On Wed, Sep 07, 2005 at 04:05:48PM -0400, Patrick W. Gilmore wrote:
> On Sep 7, 2005, at 3:59 PM, Rich Kulawiec wrote:
> >On Wed, Sep 07, 2005 at 03:10:12PM +0100,  
> >Michael.Dillon@btradianz.com wrote:
> >
> >>Every company has to obey the laws of the jurisdictions
> >>in which they do business, and for international
> >>companies, that list of jurisdictions can be very,
> >>very long.
> >
> >Obeying the (local) law is, in most cases, very reasonable.
> >
> >But when presented with *that* request from *that* government, the  
> >correct
> >response -- from anyone with a conscience and a spine -- is "go to  
> >hell".
> 
> Not in *that* country, it's not.  You knew the rules before you  
> crossed the border.  If you are there, you have to follow the rules.
> 
> There is an argument to be made for not being in "that country" to  
> begin with, but if you are there, you better comply.


So, let's do the logic, as this is a simple schoolchild exercise.

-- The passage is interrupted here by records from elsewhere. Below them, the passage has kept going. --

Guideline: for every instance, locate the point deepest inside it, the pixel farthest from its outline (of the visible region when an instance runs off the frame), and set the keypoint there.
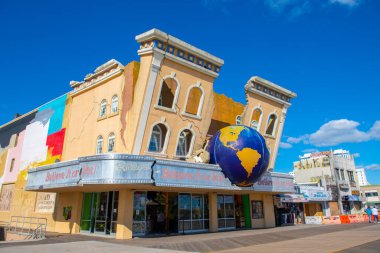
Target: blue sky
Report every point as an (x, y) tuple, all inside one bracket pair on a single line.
[(327, 51)]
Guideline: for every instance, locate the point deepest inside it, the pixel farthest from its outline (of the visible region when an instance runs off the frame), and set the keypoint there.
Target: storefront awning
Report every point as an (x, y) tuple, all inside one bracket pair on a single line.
[(351, 198), (291, 198)]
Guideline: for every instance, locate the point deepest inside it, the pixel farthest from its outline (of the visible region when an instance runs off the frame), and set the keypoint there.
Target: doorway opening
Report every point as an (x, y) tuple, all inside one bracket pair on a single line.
[(99, 212)]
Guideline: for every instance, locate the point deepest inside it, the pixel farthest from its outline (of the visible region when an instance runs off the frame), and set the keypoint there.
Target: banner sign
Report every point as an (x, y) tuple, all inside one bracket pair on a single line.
[(191, 175), (313, 220), (316, 195), (274, 182), (100, 169), (45, 202)]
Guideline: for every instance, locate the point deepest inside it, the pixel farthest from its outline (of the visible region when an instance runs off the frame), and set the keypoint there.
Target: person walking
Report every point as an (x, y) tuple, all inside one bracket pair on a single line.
[(368, 211), (375, 214)]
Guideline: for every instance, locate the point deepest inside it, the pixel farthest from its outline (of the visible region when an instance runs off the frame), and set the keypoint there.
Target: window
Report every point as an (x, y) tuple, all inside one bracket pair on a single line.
[(115, 104), (12, 165), (157, 139), (271, 125), (111, 142), (256, 118), (99, 145), (342, 175), (238, 120), (337, 173), (168, 93), (184, 143), (103, 108), (257, 210), (194, 100)]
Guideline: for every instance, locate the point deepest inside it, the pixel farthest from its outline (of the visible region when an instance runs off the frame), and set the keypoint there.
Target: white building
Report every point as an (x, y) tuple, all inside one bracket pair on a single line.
[(362, 177)]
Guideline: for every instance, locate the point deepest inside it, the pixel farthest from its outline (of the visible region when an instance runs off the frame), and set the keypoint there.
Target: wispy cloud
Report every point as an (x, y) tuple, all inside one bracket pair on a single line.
[(349, 3), (292, 8), (373, 166), (336, 132), (285, 145)]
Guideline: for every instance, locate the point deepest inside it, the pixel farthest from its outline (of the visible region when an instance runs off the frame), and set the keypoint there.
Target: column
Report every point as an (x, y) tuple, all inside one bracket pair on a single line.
[(213, 212), (269, 219), (125, 215)]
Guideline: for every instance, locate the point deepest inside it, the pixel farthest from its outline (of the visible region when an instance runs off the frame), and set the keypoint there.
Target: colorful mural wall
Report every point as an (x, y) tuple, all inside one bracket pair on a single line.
[(33, 140)]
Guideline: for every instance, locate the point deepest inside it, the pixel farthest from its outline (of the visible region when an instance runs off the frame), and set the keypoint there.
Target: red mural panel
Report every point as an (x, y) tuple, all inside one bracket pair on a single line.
[(55, 142)]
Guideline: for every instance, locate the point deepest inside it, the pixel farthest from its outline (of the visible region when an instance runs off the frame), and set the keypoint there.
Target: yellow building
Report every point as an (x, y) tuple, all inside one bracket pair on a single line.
[(113, 155)]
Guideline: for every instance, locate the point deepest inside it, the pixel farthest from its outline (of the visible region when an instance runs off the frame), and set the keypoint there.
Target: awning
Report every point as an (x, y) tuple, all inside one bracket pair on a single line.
[(351, 198), (291, 198)]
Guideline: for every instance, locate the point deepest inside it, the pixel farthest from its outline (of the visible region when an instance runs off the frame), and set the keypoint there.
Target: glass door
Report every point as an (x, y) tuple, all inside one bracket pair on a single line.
[(99, 212)]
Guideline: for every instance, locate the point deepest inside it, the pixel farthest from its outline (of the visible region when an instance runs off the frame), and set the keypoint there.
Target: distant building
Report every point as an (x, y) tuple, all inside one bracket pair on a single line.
[(362, 177), (335, 171), (370, 194)]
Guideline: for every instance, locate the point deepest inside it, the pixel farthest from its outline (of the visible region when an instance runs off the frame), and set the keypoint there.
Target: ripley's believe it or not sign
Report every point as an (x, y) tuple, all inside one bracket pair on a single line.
[(241, 152), (129, 169)]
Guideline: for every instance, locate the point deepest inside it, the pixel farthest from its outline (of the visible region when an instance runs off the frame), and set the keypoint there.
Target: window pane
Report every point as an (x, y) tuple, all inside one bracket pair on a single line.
[(197, 206), (184, 206)]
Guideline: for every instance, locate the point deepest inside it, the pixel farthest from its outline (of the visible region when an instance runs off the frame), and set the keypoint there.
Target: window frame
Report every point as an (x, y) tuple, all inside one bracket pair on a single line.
[(260, 119), (100, 137), (164, 143), (103, 103), (110, 137), (176, 94), (191, 144), (273, 134), (200, 104), (113, 102)]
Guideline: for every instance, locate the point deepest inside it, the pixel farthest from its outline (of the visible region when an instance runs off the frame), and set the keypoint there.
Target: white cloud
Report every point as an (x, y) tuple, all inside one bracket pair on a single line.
[(302, 138), (285, 145), (349, 3), (374, 132), (372, 167), (336, 132)]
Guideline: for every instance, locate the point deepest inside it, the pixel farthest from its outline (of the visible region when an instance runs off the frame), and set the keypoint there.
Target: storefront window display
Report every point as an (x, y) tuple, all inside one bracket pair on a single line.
[(257, 209), (226, 212)]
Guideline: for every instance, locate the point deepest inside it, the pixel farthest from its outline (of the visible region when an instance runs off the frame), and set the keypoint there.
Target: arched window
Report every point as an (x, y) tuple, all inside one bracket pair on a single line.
[(238, 120), (256, 118), (168, 93), (103, 108), (194, 100), (271, 124), (115, 104), (184, 143), (111, 142), (157, 138), (99, 145)]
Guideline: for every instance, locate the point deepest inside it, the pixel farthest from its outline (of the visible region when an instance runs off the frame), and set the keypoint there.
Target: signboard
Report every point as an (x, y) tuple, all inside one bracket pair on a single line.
[(100, 169), (6, 196), (274, 182), (313, 220), (316, 195), (192, 175), (45, 202)]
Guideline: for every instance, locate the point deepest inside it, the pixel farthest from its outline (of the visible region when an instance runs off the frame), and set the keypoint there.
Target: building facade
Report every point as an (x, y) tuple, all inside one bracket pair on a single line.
[(335, 171), (370, 195), (116, 155), (362, 176)]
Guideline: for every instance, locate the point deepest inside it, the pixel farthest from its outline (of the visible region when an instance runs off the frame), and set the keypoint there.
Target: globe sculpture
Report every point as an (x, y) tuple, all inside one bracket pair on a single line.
[(241, 152)]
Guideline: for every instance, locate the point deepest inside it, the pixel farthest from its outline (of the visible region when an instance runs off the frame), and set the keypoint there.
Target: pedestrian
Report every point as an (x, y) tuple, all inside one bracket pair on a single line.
[(368, 211), (375, 214)]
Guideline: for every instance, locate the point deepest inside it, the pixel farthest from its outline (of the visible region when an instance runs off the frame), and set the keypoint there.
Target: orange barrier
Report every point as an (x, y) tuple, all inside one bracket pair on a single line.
[(344, 219), (353, 218), (331, 220)]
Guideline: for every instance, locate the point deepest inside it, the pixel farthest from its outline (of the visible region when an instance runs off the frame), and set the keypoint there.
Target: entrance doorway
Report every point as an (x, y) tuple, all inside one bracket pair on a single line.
[(161, 212), (99, 212)]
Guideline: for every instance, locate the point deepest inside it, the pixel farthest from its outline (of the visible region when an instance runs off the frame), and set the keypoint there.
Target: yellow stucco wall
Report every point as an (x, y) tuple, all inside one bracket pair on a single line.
[(177, 120)]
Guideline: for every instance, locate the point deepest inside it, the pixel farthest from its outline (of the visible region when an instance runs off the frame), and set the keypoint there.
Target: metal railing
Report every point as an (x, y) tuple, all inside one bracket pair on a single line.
[(30, 227)]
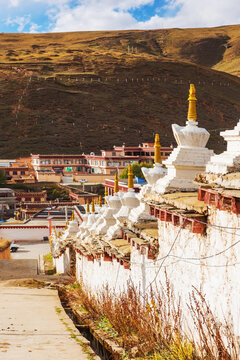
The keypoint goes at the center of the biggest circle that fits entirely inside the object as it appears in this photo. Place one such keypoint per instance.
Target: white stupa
(114, 204)
(191, 155)
(129, 201)
(152, 175)
(229, 160)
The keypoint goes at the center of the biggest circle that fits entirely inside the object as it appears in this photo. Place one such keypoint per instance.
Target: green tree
(137, 170)
(2, 177)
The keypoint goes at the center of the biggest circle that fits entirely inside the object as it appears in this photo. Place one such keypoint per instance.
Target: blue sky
(73, 15)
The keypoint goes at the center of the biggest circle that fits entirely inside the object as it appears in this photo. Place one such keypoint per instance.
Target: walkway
(34, 326)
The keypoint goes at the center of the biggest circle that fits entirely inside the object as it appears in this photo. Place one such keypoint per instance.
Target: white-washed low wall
(217, 276)
(192, 262)
(99, 273)
(25, 233)
(63, 263)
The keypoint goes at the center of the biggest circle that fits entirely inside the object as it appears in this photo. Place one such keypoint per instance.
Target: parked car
(14, 247)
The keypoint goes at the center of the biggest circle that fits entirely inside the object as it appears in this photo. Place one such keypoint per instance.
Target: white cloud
(20, 21)
(14, 3)
(34, 28)
(74, 15)
(113, 14)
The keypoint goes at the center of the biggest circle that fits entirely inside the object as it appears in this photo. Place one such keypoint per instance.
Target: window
(45, 162)
(114, 163)
(68, 161)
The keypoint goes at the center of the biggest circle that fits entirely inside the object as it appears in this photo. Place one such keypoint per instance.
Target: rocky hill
(83, 91)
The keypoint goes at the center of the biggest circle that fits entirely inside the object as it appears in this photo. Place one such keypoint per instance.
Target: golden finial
(130, 177)
(88, 209)
(116, 187)
(106, 194)
(157, 154)
(93, 206)
(192, 109)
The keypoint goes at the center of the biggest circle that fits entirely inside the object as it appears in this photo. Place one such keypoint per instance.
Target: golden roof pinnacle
(88, 209)
(130, 177)
(157, 154)
(192, 109)
(116, 187)
(93, 206)
(106, 194)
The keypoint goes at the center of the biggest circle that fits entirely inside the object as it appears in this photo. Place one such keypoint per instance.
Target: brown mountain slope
(78, 92)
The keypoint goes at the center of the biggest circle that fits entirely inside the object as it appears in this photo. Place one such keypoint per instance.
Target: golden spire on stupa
(116, 187)
(157, 153)
(106, 194)
(192, 109)
(93, 206)
(130, 177)
(88, 209)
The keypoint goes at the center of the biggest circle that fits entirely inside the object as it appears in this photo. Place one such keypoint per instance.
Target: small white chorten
(108, 216)
(229, 160)
(129, 201)
(152, 175)
(191, 155)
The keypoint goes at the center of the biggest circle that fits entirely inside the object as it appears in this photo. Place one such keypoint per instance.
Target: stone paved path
(34, 326)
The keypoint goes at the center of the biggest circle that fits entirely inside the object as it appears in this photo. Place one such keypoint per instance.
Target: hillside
(80, 92)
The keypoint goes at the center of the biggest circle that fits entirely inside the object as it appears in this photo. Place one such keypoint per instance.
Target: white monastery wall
(23, 234)
(99, 273)
(62, 263)
(216, 276)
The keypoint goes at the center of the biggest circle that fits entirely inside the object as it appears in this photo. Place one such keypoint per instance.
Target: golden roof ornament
(130, 177)
(88, 208)
(93, 207)
(192, 108)
(116, 187)
(157, 153)
(106, 194)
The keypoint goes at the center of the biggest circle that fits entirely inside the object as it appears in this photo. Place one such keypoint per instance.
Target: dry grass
(153, 328)
(4, 244)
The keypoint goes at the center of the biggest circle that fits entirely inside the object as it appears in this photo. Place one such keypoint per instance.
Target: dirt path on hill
(34, 326)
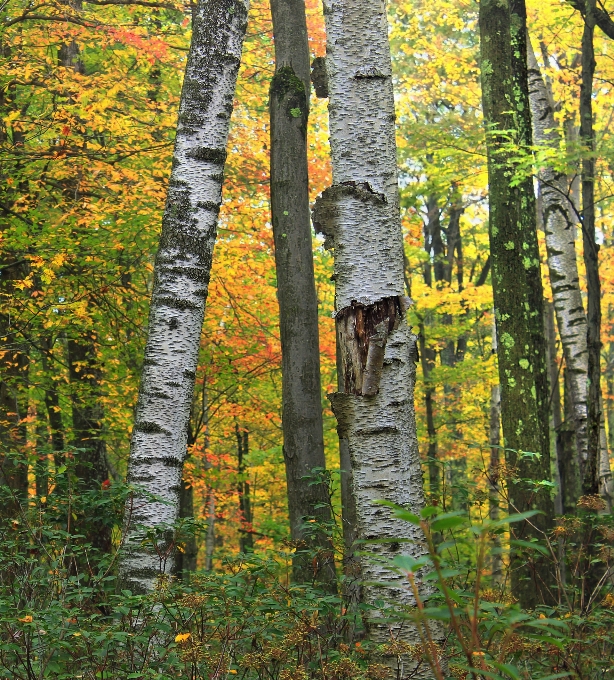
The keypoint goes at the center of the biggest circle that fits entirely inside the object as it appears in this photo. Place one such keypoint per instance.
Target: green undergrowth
(61, 616)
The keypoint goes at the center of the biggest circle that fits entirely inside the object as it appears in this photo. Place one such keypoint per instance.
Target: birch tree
(359, 216)
(296, 291)
(181, 278)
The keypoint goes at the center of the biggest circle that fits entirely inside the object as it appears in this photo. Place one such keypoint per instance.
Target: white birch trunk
(359, 215)
(560, 225)
(181, 279)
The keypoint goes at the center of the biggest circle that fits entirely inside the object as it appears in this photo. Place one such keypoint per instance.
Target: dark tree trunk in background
(298, 305)
(246, 537)
(590, 466)
(52, 402)
(87, 414)
(516, 280)
(14, 365)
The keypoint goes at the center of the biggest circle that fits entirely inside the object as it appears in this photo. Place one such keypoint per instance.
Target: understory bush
(62, 617)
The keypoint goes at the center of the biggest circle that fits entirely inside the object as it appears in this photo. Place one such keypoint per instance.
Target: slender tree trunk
(296, 292)
(181, 278)
(427, 361)
(359, 215)
(210, 538)
(590, 465)
(85, 378)
(568, 462)
(52, 403)
(246, 537)
(516, 279)
(186, 556)
(494, 476)
(555, 401)
(559, 225)
(14, 367)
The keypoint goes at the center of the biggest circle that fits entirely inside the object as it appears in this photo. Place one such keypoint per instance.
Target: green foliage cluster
(62, 617)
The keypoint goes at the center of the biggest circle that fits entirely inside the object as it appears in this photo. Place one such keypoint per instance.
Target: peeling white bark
(560, 225)
(182, 270)
(359, 215)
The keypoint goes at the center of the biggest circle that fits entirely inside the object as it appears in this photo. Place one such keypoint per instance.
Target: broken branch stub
(356, 220)
(363, 332)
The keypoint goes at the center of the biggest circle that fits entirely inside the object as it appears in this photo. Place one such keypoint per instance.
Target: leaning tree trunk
(516, 280)
(359, 215)
(296, 292)
(590, 465)
(559, 225)
(181, 279)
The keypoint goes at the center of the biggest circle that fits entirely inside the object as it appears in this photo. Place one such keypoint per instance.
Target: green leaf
(529, 546)
(407, 516)
(515, 518)
(448, 520)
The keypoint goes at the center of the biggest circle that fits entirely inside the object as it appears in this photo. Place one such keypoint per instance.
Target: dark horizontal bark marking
(209, 205)
(206, 154)
(150, 428)
(176, 303)
(369, 71)
(167, 461)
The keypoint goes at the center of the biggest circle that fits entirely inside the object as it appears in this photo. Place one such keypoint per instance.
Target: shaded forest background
(89, 103)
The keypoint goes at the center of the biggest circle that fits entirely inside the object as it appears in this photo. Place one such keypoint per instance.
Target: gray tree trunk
(590, 466)
(181, 278)
(296, 293)
(516, 278)
(559, 222)
(359, 215)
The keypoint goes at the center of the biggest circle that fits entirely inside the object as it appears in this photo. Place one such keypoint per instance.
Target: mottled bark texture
(296, 293)
(359, 215)
(559, 223)
(516, 281)
(181, 278)
(589, 467)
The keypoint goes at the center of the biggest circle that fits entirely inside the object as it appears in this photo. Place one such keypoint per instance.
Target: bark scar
(362, 332)
(326, 211)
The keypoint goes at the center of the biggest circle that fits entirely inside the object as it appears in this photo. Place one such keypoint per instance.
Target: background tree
(298, 304)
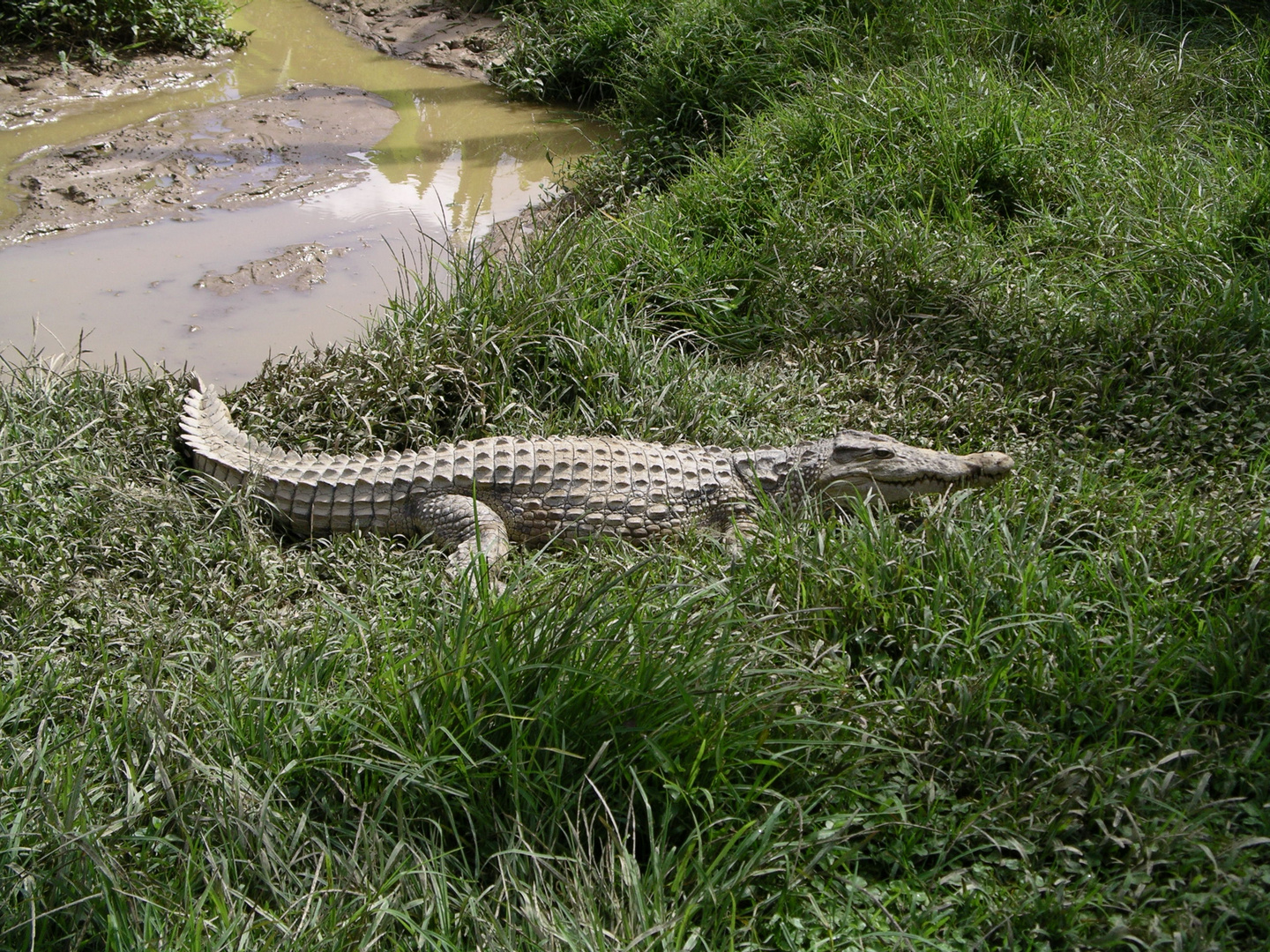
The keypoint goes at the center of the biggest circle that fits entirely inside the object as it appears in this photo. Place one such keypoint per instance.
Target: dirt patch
(299, 268)
(438, 34)
(249, 150)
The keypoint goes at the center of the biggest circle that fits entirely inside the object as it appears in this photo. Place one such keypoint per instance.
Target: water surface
(459, 158)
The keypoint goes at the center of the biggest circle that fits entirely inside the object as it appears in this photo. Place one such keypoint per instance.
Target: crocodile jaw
(875, 467)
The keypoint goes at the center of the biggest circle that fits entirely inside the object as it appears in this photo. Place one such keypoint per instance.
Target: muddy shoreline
(247, 152)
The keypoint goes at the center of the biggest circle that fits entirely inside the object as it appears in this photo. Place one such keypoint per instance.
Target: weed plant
(1029, 718)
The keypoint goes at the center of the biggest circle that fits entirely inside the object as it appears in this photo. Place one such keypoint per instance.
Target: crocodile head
(854, 464)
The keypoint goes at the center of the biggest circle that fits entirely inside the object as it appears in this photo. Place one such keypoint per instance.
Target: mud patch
(299, 144)
(438, 34)
(38, 88)
(297, 267)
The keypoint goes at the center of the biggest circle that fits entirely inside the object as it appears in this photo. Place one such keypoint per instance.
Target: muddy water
(456, 159)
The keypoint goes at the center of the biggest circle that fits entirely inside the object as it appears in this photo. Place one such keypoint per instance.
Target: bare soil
(228, 155)
(250, 150)
(438, 34)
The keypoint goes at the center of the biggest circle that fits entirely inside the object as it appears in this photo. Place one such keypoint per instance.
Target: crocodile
(475, 498)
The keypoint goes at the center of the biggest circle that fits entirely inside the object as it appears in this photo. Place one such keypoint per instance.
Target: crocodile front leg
(467, 527)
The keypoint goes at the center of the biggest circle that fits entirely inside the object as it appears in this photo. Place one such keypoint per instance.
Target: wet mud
(282, 204)
(224, 156)
(442, 36)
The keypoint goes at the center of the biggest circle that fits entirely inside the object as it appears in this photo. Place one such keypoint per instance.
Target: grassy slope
(101, 28)
(1030, 718)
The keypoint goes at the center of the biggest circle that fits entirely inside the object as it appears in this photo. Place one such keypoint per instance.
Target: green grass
(1029, 718)
(103, 28)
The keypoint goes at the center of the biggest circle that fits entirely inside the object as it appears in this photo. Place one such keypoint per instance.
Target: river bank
(1030, 718)
(228, 155)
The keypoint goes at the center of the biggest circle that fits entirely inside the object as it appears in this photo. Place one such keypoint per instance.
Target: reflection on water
(458, 159)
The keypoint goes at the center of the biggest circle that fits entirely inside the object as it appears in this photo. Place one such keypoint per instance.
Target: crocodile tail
(215, 444)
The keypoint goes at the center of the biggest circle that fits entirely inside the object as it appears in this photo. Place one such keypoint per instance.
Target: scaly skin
(475, 498)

If one has a conscience and a spine, then one says no to this kind of
request.

If one is in mainland China to do business, one is compelled not to say
no to this kind of request.

>From the first statement, if one does not to say no to this kind of
request, then one does not have a conscience or a spine.

Let us take as given that if one is compelled to do something, that is
to say that one is doing it, as that is the meaning of compel.

Therefore, if one is in mainland China to do business, then one does not
have a conscience or a spine.

As I said, this is simple schoolchild logic, the kind we all supposedly
learned in school.  One may argue with the premises, but if one accepts
the premises, one may not argue with the conclusion.